Risk tells you the cost of being wrong. Per workflow. The risk of an agent miscategorizing a support ticket is bounded; the risk of an agent miscoding a clinical record is not. Treating the two as the same risk because they share a model and a runtime is what gets organizations into the lawsuits the board is paying lawyers to prevent.

A real governance program tunes these three knobs per capability, not per organization. The reason most governance programs feel like brakes is that they were built to apply one setting to the whole car. The agent era requires per-component governance, because the agent era is going to put the same engine into a hundred different workloads with a hundred different cost, velocity, and risk profiles.

A regulated enterprise cannot move at the speed of a four-person seed startup

This is the part that gets glossed over in every AI keynote, so I will say it plainly: the largest, most regulated, most consequential enterprises in the economy physically cannot move at the speed the AI vendors keep telling them to move. They will be sued and fined and lose their customers. That is not a failure of imagination on their part. It is a correct read of the constraints they operate under.

A heavily-regulated enterprise — pick your favorite bank, insurer, healthcare network, defense contractor — is going to be slow on the workflows that matter, and that is the right answer. The engine governor in that car is calibrated for the specific risks of the cargo it carries. A four-person startup serving consumer marketing has a completely different governor calibration, and that is also right. Confusing the two — telling the regulated enterprise to ship at startup demo-day speed, or telling the startup to adopt SOC 2 controls before they have a product — is the actual governance failure.

The job of the governance program is not to pick a global speed. It is to pick the right speed for this engine, with this cargo, in this weather.

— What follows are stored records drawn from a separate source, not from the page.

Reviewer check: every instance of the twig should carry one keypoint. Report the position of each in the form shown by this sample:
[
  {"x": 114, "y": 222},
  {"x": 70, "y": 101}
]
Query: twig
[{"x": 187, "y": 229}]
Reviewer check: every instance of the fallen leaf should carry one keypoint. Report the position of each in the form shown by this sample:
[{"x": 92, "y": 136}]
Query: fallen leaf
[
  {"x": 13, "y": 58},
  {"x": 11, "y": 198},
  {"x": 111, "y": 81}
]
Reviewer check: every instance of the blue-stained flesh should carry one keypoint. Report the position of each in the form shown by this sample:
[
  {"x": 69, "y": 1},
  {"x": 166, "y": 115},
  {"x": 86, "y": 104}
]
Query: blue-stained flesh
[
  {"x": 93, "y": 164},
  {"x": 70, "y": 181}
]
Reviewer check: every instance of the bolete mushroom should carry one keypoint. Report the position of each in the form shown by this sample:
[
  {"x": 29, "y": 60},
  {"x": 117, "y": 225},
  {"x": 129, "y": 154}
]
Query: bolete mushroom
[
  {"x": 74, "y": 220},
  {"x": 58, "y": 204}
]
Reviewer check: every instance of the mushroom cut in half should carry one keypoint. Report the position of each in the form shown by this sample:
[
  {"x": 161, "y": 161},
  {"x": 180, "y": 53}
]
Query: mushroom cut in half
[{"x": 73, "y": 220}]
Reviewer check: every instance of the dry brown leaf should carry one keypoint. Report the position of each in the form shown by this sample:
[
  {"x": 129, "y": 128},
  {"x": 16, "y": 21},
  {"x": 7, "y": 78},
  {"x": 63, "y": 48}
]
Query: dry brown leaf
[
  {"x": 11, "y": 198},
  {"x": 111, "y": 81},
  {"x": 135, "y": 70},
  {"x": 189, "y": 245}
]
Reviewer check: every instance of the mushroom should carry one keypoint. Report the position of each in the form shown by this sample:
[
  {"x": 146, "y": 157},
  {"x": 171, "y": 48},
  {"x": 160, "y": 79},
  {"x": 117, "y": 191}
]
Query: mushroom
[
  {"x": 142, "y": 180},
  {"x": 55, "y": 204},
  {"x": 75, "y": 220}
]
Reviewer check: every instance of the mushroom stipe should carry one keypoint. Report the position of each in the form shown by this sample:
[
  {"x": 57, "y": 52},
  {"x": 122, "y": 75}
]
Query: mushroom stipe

What this changes for AI teams

If you are leading an AI initiative in an enterprise right now, three implications fall out of the engine framing.

Stop treating governance as a separate workstream. Governance is not the workstream that runs in parallel to the build. It is the workstream that defines what can be built at all. The cost-velocity-risk tuning is the architecture. If your build team and your governance team have separate roadmaps, your governance team is going to keep showing up as a brake — because it will. The only way out is to make governance part of the build, expressed as capability declarations, allow-lists, observability, and metering inside the same artifacts the build team is shipping.

Stop picking a single speed for the org. A modern enterprise has dozens of workflows with completely different governance profiles. Pretending they are all the same — applying the bank’s risk calibration to the marketing team’s experimentation, or vice versa — is the source of most of the “governance is killing us” complaints. Per-capability governance is harder, and it is the only thing that actually works.

Start building the speedometer. You cannot govern what you cannot see. Most enterprises do not currently have an answer to “how many capabilities do we have in production, what does each cost, who is calling them, how often, and what is the risk surface of each one?” The honest answer right now is we don’t know. That is the cost of the previous decade’s governance posture — the office down the hall could say no but could not produce a dashboard. The agent era forces the issue. You will either build the speedometer or you will keep flying blind.

The closer

The leaders who get this right are not the ones who treat governance as something to minimize. They are the ones who treat it as the engine of the entire program. They build the cost view, the velocity view, and the risk view into the same fabric as the capability declarations. They tune per workflow, not per org. They expect the regulated workloads to move slow and the experimentation workloads to move fast and they instrument both so they know which is which.

Governance is what lets the car keep going. Without it you are either smoking your own engine or sitting in the driveway. Pick the speed the engine can sustain, and then go.